Date Posted: April 13 2001

What can you teach a layman about laying block in a four-hour crash course?

"If they can do their work without getting themselves or someone else hurt, I'll consider this a success," said Bricklayers and Allied Craft Workers Local 1 apprenticeship instructor Jack Love.

On April 5, Love and some Local 1 apprentices were asked to give a very, very brief lesson in mixing mortar and putting up a block wall to three members of Northville Christian Assembly. The three are among an 18-member team of Assembly of God missionaries who have volunteered to rebuild the devastated infrastructure in Kosovo - specifically, they have been asked to construct a new community center.

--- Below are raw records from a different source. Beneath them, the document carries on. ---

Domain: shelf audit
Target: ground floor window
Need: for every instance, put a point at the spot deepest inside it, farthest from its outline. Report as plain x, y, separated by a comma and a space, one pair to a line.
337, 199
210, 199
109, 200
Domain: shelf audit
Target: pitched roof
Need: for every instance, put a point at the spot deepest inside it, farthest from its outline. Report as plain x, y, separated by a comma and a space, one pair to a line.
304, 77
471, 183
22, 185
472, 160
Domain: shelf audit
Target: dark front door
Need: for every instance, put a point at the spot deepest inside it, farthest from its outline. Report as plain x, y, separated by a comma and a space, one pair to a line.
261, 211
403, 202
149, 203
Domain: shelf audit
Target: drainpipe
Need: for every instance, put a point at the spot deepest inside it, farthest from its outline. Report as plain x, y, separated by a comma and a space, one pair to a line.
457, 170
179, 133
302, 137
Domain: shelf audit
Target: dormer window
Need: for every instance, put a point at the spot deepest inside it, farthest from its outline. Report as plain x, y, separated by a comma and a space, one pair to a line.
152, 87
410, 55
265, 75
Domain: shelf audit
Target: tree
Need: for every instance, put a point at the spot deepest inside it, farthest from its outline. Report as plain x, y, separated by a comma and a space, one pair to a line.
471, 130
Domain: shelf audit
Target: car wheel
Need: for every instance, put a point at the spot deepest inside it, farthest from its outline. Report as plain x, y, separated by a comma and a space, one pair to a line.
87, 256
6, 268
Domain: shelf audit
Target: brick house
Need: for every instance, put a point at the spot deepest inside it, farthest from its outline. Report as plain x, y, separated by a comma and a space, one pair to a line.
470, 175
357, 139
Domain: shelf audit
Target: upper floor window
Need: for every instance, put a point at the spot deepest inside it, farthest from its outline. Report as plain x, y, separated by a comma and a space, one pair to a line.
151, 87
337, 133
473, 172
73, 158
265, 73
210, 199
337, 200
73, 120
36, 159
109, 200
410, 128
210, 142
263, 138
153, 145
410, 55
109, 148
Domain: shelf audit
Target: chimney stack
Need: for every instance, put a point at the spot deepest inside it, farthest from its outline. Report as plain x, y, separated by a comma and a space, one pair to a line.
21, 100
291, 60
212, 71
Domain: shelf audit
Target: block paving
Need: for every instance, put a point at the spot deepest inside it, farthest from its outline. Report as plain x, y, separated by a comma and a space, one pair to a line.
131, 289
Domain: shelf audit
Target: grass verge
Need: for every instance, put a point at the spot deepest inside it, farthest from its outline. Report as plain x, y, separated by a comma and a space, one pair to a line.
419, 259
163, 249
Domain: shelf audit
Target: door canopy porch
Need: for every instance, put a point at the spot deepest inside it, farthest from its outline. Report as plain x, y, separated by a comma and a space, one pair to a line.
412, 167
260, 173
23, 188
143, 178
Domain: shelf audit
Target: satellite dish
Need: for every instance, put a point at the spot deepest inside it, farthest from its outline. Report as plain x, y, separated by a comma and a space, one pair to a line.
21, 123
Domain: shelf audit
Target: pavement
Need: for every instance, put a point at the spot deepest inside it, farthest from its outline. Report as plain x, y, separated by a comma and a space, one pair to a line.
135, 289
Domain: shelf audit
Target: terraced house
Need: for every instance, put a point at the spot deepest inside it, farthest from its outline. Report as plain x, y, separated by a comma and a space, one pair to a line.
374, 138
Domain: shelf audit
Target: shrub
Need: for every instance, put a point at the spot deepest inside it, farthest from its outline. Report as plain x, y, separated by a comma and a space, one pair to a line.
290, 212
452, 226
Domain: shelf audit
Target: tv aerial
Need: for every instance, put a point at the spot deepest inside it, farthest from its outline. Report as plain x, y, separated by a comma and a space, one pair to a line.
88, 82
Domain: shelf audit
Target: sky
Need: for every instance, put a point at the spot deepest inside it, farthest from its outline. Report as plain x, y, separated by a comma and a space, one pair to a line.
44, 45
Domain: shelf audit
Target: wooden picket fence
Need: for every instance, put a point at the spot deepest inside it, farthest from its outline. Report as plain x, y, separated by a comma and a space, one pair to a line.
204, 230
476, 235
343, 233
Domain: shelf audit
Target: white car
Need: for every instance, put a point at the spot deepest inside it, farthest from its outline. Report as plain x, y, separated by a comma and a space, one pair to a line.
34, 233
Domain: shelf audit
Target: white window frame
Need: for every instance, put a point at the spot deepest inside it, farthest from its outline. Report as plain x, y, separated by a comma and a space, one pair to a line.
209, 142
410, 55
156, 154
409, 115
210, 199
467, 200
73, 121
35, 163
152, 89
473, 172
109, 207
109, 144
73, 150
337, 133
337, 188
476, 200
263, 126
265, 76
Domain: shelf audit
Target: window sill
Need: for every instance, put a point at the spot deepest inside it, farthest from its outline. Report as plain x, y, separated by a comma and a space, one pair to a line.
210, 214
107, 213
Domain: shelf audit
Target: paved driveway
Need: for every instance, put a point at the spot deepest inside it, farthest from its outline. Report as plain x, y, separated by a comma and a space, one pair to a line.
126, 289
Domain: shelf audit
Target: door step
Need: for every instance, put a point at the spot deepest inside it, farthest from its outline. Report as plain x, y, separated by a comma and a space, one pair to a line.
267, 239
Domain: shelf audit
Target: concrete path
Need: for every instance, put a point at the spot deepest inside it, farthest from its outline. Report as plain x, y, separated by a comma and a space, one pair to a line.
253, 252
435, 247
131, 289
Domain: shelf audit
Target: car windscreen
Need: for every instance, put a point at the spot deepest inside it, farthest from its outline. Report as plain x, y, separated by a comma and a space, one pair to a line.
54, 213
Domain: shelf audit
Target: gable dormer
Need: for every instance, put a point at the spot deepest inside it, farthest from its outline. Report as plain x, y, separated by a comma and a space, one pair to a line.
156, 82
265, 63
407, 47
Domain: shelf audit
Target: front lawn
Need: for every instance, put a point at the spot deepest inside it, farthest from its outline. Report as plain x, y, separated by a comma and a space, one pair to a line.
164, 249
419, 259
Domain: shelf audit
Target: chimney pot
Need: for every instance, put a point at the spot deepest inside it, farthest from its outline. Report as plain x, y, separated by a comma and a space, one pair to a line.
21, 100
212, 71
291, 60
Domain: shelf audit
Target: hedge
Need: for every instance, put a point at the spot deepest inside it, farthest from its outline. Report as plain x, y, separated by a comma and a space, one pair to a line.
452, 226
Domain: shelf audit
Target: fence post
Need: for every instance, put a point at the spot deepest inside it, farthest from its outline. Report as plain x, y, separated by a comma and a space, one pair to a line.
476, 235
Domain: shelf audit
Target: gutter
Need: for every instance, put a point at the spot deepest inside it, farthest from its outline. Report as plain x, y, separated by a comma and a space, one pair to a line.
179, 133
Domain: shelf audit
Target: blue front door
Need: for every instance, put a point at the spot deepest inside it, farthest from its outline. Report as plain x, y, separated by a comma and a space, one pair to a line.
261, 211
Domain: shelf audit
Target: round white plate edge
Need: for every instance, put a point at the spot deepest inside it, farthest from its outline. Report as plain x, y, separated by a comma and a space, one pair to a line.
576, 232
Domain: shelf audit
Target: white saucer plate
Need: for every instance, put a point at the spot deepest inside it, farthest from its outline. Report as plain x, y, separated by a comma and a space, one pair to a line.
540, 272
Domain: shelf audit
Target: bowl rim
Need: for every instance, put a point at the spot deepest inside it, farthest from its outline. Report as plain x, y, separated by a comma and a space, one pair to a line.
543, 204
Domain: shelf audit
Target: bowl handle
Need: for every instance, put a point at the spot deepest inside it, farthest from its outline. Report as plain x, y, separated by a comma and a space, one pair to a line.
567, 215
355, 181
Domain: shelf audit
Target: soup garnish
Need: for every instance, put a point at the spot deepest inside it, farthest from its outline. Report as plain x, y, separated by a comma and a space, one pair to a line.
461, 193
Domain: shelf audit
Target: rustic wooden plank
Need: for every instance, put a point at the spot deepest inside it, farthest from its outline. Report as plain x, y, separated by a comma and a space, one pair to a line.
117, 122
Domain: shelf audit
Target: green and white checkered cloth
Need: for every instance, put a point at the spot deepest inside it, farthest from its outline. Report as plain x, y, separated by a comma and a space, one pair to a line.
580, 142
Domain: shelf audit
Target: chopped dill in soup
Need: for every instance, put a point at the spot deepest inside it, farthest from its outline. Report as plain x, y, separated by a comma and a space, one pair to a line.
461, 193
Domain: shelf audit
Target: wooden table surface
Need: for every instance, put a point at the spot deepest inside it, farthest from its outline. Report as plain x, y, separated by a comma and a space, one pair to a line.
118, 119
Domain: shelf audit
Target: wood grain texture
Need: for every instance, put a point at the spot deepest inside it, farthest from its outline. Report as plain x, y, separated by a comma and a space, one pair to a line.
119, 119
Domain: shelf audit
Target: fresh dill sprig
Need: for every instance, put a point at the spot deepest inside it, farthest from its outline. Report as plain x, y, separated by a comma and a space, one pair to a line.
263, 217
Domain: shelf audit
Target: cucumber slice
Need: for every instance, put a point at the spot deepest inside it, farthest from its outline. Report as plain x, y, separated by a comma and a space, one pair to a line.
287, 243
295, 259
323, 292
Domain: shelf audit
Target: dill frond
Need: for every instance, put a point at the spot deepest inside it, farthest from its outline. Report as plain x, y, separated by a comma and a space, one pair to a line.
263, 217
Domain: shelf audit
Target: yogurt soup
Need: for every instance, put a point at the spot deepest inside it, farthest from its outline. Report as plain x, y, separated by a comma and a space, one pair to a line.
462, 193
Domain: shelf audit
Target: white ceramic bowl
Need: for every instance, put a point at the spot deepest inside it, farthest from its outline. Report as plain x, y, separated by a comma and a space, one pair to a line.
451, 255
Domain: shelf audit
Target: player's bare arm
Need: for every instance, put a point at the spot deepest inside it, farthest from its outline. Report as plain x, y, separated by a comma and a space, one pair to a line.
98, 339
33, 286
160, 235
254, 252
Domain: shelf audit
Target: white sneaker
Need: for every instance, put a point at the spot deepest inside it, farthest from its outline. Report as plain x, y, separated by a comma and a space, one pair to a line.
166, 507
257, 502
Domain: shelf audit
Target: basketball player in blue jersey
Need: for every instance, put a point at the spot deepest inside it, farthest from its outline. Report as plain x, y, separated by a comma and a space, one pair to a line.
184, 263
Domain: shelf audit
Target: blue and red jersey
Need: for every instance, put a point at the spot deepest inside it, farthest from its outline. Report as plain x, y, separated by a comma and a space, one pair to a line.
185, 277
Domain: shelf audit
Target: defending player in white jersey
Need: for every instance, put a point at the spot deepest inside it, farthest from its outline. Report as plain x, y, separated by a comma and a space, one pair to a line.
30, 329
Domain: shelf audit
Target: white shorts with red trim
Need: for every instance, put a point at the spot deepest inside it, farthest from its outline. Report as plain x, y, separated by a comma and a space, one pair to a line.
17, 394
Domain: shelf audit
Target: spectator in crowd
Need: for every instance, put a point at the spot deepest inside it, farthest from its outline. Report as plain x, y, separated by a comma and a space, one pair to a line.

One of the men expected to soon head off to Kosovo for a 10-day mission is Michael Sage of Livonia. The 43-year-old Detroit Edison construction manager has a good deal of experience in the building business, and he's been on similar working missions to places like El Salvador, Jamaica and Moldavia.

Sage, who is married with four children, spends his own money on the trips, uses his own vacation time, and does what he does because he believes in helping others to "rebuild physically and spiritually."

"The way I look at it, I can't preach, but I can build a block wall," said Sage at the Local 1 Training Center. "I've laid block before, but it's good to get a refresher. I'd hazard a guess that when we get there, we're going to be the most knowledgeable, so we'll be the most dangerous."

Love said his shortened curriculum will center around safety - the importance of wearing a hard hat, how to heft block without sustaining an injury, erecting scaffolding, and not working where your skull can get bashed in by a falling materials. Other lessons: mixing mortar, buttering block, and setting straight courses.

"We're giving them just a little knowledge to get them going," Love said. "I've never condensed 4,500 hours down to four, but hopefully this will help a little."

Sage said the natives of countries he has visited often don't have a high opinion of Americans, and consider us rich and selfish. "But when they find out we're here to help them, and we're paying our own way, they're dumbfounded," he said. "It amazes them and they're usually quite gracious."

Sage learned about the Local 1/International Masonry Institute Apprenticeship School during a job fair, and then asked for a little training in the craft. Joining him was Mark Wojtkowski, 36, a Northwest Airlines ground service worker.

"These guys are really nice, and they've shown us some great stuff," he said.

"This is just another example of union labor helping out, here, and across the pond," said Local 1 Business Manager Ray Chapman.


BAC LOCAL 1 apprentice instructor Jack Love, left, and Business Manager Ray Chapman, right, look on as Michael Sage learns the finer points of using a trowel.